Graph Operations in the Meantime

Unlocking hierarchical graph operations in pure Spark.

Published

October 21, 2023

Why “the Meantime”?

Graph databases naturally represent hierarchical data, complex relationships, and arbitrary attributes (e.g. key-value pairs). Are they the best option for datasets heavy with these features? Yes, as far as the data model goes. But, there are other considerations:

  • Upfront costs
  • Operational costs
  • Integration with existing relational databases
  • Analyst and user familiarity and training

Although graph databases are often the better technology, relational databases have the home team advantage. In many enterprises, the value of graph databases can’t cover the immediate switching costs.
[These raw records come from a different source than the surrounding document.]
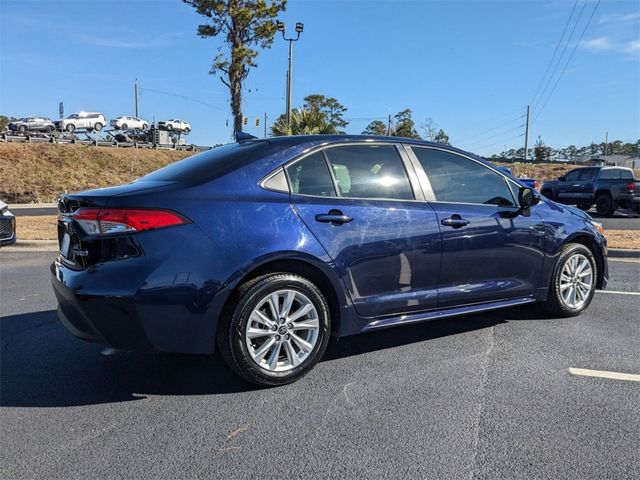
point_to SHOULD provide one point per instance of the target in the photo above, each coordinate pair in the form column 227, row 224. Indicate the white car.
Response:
column 124, row 123
column 82, row 120
column 175, row 125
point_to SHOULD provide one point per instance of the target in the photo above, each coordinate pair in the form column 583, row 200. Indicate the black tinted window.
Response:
column 311, row 176
column 213, row 163
column 610, row 174
column 369, row 171
column 459, row 180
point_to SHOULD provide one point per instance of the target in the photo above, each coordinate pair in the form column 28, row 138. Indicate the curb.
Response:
column 32, row 246
column 620, row 253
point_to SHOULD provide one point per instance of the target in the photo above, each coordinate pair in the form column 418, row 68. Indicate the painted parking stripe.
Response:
column 614, row 292
column 583, row 372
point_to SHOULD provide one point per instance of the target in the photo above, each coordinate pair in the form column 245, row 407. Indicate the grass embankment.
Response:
column 44, row 228
column 40, row 172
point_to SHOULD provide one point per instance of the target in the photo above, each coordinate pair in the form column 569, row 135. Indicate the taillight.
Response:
column 105, row 221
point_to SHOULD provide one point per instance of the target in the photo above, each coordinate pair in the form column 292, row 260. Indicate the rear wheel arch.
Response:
column 299, row 267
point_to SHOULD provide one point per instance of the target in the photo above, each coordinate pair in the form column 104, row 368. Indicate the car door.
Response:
column 580, row 190
column 366, row 209
column 491, row 250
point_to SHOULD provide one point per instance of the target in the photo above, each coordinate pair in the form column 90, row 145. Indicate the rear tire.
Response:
column 574, row 262
column 270, row 348
column 604, row 205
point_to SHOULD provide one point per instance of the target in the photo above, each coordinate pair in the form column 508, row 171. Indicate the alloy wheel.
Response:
column 282, row 330
column 576, row 281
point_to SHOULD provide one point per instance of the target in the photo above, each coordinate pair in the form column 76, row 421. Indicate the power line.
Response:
column 564, row 49
column 185, row 97
column 555, row 51
column 494, row 136
column 466, row 140
column 568, row 61
column 501, row 141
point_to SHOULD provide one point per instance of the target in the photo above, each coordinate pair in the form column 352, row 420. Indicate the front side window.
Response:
column 369, row 171
column 311, row 176
column 456, row 179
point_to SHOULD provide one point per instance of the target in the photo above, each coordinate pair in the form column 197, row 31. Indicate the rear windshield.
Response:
column 211, row 164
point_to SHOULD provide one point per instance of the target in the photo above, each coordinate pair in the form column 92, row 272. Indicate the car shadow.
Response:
column 41, row 365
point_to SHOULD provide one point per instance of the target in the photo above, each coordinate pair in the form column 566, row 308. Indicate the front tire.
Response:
column 573, row 282
column 277, row 331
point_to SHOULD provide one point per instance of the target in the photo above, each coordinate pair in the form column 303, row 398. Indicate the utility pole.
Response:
column 299, row 29
column 136, row 95
column 526, row 136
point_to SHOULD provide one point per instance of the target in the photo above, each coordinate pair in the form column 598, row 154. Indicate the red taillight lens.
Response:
column 105, row 221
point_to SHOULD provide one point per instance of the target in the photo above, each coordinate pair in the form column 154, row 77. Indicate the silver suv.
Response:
column 82, row 120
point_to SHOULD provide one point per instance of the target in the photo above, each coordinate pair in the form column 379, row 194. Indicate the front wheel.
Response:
column 573, row 283
column 278, row 330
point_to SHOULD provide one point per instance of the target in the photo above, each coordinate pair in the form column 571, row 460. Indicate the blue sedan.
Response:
column 263, row 249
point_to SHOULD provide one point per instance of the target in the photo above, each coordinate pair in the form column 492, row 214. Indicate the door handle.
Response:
column 455, row 221
column 334, row 217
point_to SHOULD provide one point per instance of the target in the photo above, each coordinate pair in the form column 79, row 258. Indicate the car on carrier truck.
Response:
column 82, row 121
column 608, row 188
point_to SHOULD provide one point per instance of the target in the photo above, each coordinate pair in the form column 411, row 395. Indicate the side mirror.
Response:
column 527, row 197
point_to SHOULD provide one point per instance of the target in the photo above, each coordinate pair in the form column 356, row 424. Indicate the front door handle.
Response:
column 334, row 217
column 455, row 221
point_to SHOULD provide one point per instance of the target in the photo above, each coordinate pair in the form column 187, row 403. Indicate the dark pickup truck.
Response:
column 609, row 188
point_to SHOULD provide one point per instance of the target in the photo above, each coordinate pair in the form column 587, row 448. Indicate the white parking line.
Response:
column 583, row 372
column 617, row 292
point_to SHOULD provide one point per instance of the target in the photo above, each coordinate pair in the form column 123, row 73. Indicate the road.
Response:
column 485, row 396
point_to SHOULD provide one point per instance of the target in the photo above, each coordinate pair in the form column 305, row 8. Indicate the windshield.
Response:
column 211, row 164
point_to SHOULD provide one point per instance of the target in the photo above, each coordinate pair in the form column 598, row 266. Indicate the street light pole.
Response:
column 281, row 28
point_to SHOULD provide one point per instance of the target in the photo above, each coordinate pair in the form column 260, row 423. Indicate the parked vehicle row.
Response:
column 608, row 188
column 92, row 121
column 263, row 249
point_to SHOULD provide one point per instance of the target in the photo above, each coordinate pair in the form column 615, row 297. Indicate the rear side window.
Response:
column 369, row 171
column 610, row 174
column 457, row 179
column 311, row 176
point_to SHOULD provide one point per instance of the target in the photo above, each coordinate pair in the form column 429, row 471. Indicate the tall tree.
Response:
column 377, row 127
column 330, row 107
column 442, row 137
column 430, row 128
column 404, row 125
column 303, row 122
column 243, row 24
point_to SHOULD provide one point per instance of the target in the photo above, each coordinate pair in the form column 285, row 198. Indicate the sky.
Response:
column 472, row 66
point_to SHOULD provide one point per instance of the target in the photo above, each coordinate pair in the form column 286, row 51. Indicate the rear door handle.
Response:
column 334, row 217
column 455, row 221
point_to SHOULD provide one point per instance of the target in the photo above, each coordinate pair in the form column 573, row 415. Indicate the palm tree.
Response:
column 303, row 122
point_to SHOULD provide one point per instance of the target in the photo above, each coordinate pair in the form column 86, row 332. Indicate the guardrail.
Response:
column 99, row 143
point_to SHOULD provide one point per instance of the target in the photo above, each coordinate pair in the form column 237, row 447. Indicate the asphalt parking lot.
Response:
column 486, row 396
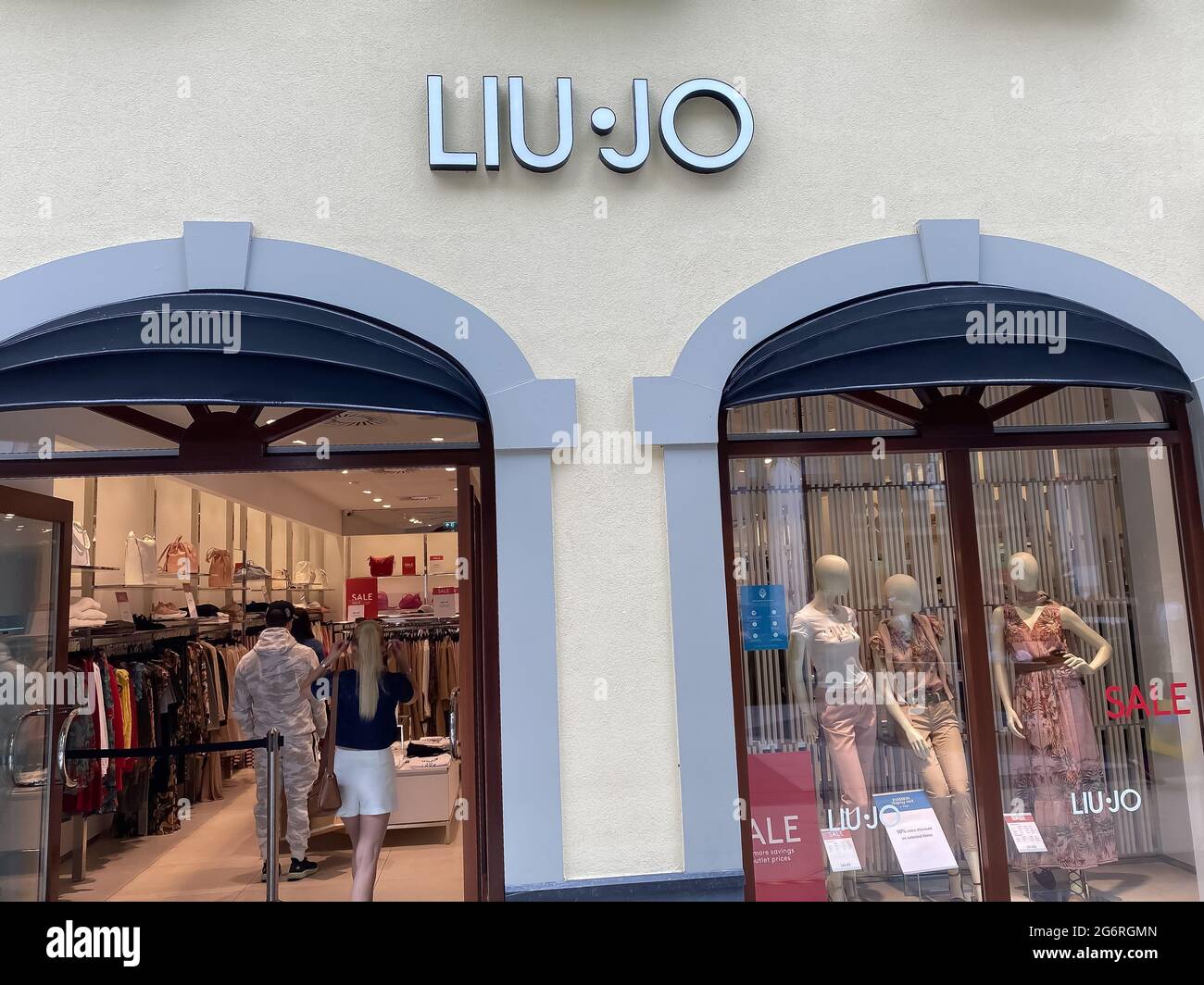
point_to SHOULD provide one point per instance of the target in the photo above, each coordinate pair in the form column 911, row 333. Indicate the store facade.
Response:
column 634, row 726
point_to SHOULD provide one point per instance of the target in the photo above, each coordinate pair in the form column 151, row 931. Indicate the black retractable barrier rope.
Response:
column 164, row 751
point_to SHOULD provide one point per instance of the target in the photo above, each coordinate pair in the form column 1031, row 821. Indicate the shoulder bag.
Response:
column 324, row 797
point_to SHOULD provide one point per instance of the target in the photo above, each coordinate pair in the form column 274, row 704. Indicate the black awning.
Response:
column 919, row 339
column 290, row 353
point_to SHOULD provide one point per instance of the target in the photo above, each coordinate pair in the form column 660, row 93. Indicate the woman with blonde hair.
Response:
column 369, row 696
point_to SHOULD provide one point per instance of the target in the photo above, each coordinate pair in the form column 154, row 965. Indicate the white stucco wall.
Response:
column 909, row 100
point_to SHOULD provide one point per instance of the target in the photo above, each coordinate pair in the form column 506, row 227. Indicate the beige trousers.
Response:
column 946, row 777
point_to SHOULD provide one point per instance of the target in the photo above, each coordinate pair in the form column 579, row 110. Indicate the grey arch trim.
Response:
column 681, row 412
column 525, row 413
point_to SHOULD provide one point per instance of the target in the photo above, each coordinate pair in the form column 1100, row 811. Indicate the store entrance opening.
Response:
column 153, row 566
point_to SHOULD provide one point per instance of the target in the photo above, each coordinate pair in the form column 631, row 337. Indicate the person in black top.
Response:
column 368, row 697
column 302, row 631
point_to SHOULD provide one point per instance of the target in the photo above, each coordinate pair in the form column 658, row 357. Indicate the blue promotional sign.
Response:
column 763, row 619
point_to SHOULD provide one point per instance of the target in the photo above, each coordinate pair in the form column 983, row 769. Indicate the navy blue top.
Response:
column 381, row 732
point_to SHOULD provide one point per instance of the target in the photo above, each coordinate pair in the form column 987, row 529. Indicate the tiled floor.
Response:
column 213, row 857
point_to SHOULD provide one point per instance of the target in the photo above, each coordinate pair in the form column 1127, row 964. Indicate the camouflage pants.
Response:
column 299, row 769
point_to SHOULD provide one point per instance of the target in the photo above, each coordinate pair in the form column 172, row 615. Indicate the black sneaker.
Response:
column 300, row 868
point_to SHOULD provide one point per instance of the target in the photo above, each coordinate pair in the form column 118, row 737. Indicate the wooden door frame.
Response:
column 958, row 449
column 37, row 505
column 490, row 883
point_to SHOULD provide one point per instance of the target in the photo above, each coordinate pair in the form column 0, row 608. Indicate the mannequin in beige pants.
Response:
column 931, row 709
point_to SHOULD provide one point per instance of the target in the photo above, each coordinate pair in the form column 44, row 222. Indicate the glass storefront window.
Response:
column 904, row 616
column 855, row 704
column 1099, row 747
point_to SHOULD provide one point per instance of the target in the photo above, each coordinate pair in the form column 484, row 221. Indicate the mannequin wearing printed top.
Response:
column 1048, row 712
column 823, row 637
column 909, row 645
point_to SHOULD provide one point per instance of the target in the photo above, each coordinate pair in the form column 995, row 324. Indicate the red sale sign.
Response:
column 787, row 857
column 361, row 597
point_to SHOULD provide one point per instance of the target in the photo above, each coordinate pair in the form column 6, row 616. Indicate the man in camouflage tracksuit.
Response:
column 268, row 693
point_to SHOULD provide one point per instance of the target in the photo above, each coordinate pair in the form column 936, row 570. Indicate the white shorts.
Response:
column 368, row 780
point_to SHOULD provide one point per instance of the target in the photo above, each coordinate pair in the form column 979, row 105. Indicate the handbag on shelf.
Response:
column 381, row 567
column 324, row 795
column 81, row 547
column 220, row 568
column 180, row 560
column 141, row 560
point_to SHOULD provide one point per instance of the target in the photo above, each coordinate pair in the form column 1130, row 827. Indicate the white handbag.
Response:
column 141, row 560
column 81, row 547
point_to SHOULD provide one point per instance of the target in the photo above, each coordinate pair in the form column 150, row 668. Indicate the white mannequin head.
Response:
column 902, row 595
column 1023, row 571
column 831, row 576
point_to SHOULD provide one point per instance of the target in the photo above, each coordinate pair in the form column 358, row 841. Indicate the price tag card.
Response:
column 914, row 831
column 1024, row 833
column 841, row 850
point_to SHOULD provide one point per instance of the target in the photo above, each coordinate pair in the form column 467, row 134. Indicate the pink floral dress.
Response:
column 1060, row 761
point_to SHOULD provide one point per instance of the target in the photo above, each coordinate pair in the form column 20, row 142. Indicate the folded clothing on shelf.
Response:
column 85, row 613
column 168, row 611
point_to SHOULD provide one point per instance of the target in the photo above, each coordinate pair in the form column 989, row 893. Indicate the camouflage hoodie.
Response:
column 268, row 688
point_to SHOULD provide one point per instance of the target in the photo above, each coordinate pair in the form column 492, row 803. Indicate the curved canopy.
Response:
column 919, row 339
column 230, row 348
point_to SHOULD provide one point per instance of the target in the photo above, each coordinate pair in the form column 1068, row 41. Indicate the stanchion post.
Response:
column 271, row 843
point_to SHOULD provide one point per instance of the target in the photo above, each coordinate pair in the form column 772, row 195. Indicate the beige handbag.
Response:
column 324, row 797
column 220, row 568
column 180, row 560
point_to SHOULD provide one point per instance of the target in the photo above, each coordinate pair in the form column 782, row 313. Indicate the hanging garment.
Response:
column 1060, row 764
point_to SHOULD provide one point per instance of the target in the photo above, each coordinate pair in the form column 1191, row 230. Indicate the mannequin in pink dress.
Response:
column 1048, row 712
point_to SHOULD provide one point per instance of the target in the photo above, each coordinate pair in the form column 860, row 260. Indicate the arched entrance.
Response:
column 787, row 336
column 324, row 331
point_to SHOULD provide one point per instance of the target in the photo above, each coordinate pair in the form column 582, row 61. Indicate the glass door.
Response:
column 858, row 756
column 35, row 561
column 1098, row 729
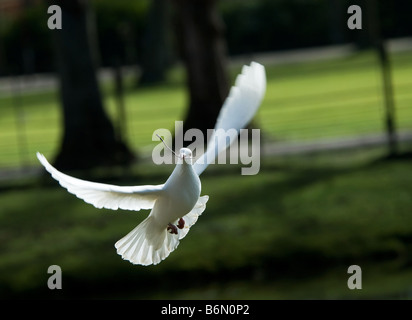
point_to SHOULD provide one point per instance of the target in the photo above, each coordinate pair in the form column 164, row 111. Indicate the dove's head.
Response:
column 186, row 155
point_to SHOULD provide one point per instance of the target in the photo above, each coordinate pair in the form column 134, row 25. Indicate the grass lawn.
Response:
column 311, row 100
column 290, row 232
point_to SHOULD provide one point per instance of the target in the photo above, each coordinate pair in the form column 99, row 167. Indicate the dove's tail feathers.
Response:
column 150, row 244
column 147, row 243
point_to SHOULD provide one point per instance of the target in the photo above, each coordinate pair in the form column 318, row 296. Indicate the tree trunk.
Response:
column 89, row 139
column 155, row 52
column 203, row 49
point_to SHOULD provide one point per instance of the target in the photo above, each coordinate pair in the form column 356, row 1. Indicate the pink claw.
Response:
column 181, row 223
column 172, row 228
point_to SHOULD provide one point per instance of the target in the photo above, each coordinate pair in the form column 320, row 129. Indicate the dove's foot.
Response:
column 181, row 223
column 172, row 228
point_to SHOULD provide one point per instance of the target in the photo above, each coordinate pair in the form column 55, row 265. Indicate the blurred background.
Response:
column 335, row 184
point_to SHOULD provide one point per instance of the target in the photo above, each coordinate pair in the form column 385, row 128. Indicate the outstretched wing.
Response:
column 105, row 195
column 237, row 111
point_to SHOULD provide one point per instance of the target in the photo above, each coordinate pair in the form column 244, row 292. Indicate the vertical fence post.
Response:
column 385, row 67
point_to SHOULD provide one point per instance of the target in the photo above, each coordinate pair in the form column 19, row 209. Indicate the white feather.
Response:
column 105, row 195
column 150, row 242
column 237, row 111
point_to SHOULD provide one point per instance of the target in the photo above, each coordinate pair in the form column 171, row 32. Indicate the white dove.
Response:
column 176, row 204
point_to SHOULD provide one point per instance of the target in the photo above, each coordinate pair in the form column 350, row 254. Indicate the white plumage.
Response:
column 176, row 204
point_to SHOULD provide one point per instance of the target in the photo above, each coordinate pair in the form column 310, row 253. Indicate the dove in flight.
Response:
column 176, row 204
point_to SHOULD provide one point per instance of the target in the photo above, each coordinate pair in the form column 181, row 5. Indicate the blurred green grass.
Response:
column 289, row 232
column 311, row 100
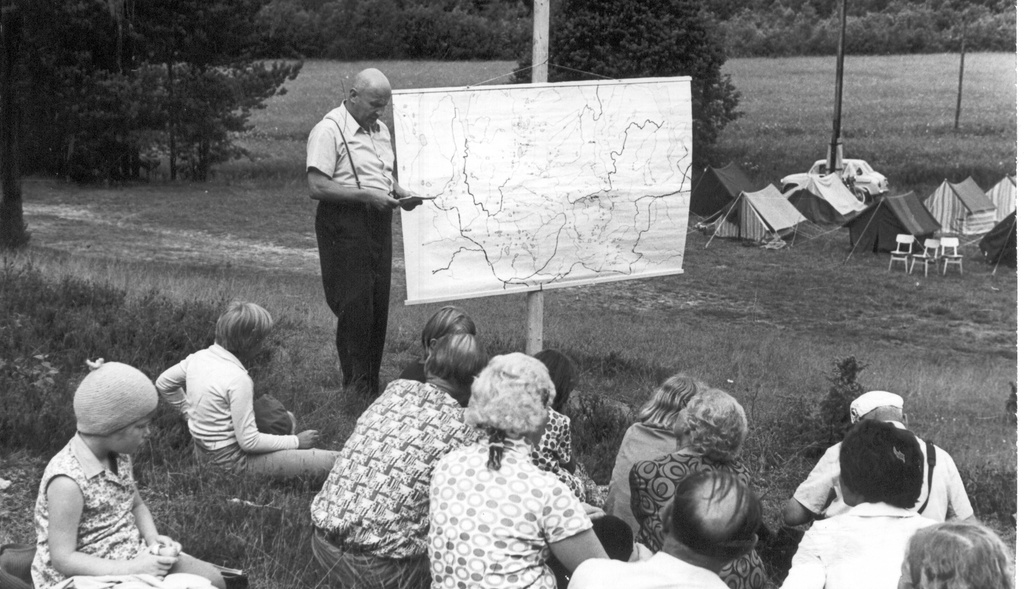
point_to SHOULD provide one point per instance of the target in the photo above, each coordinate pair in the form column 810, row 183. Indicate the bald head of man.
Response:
column 369, row 96
column 713, row 519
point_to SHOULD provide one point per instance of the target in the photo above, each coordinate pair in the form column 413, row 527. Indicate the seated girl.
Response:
column 90, row 520
column 554, row 452
column 649, row 438
column 446, row 321
column 218, row 403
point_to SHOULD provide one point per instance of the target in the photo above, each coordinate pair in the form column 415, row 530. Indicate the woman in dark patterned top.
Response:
column 710, row 431
column 554, row 452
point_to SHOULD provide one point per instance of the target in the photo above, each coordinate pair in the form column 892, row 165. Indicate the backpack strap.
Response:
column 348, row 153
column 931, row 469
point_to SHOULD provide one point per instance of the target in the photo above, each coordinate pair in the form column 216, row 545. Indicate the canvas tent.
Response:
column 962, row 208
column 717, row 188
column 1004, row 196
column 875, row 229
column 999, row 245
column 756, row 215
column 824, row 200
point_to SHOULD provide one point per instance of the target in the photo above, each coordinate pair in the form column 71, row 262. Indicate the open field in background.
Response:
column 763, row 325
column 898, row 115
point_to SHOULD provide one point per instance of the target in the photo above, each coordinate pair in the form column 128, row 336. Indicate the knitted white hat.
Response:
column 113, row 396
column 871, row 401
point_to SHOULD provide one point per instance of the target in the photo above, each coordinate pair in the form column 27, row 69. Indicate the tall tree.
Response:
column 12, row 228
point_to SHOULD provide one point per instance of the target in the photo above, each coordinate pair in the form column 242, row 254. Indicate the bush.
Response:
column 834, row 412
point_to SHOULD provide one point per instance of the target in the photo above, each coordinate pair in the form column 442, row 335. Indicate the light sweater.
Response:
column 218, row 402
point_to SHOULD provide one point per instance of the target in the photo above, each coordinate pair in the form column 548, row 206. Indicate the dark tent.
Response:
column 717, row 187
column 875, row 229
column 999, row 245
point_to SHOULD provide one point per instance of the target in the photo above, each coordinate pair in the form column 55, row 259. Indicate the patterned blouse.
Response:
column 652, row 485
column 554, row 454
column 108, row 526
column 493, row 529
column 375, row 500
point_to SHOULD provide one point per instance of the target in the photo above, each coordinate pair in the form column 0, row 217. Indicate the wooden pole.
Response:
column 960, row 85
column 535, row 299
column 836, row 146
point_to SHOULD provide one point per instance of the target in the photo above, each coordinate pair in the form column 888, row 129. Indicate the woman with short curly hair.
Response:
column 710, row 431
column 496, row 518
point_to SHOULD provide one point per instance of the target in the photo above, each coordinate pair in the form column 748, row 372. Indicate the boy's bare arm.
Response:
column 66, row 505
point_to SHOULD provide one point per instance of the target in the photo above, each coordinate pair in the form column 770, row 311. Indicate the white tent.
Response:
column 1004, row 196
column 824, row 199
column 962, row 208
column 757, row 215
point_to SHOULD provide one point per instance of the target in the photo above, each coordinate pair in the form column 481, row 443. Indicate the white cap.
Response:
column 871, row 401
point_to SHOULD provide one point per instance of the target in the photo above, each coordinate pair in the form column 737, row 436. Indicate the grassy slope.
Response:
column 761, row 324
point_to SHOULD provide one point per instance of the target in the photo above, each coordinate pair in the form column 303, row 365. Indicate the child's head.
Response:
column 956, row 555
column 112, row 397
column 563, row 374
column 448, row 320
column 665, row 404
column 457, row 359
column 881, row 463
column 243, row 328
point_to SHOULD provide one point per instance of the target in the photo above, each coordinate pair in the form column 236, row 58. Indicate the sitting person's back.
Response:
column 881, row 472
column 650, row 437
column 218, row 402
column 712, row 520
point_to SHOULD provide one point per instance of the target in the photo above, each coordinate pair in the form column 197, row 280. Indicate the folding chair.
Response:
column 904, row 247
column 929, row 256
column 949, row 254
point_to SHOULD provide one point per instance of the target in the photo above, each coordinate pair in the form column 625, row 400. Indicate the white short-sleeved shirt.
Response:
column 492, row 529
column 371, row 151
column 860, row 549
column 947, row 499
column 659, row 572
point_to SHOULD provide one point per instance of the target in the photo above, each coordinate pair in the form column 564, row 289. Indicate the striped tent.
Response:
column 962, row 208
column 1004, row 196
column 757, row 215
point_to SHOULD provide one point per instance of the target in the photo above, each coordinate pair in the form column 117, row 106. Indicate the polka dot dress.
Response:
column 492, row 529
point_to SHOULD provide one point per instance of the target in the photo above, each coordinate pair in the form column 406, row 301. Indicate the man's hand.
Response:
column 308, row 438
column 410, row 202
column 381, row 200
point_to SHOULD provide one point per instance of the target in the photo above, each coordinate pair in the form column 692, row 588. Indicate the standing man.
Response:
column 350, row 171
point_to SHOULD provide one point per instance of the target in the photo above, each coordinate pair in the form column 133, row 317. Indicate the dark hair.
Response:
column 456, row 358
column 563, row 373
column 882, row 463
column 715, row 514
column 615, row 537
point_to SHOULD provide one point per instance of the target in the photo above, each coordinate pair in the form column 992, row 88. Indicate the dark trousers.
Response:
column 355, row 264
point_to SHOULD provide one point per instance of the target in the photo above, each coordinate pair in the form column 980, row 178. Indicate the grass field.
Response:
column 763, row 325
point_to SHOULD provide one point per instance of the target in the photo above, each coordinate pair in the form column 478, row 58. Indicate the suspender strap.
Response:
column 349, row 154
column 931, row 469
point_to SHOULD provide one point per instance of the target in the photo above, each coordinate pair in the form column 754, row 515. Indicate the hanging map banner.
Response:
column 543, row 185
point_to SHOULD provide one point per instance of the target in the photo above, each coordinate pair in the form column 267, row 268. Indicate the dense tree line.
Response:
column 105, row 87
column 501, row 29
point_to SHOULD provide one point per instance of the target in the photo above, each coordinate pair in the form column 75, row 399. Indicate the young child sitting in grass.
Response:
column 90, row 519
column 218, row 403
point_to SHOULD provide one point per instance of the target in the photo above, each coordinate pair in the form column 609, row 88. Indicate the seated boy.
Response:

This creates the situation where graph-like data is shoehorned into relational databases. Migrating datasets to graph databases may be the ideal, but in the meantime…

Some tools, like NetworkX and GraphFrames, provide methods to construct graph abstractions from DataFrames. (See nx.from_pandas_edgelist and Creating GraphFrames.) This allows graph operations on top of familiar tabular structures. These solutions won’t outperform a true graph database, but they’re a reasonable stopgap. If you need algorithms like betweeness to identify supply chain risk or node similarity to resolve entities, these tools are great options.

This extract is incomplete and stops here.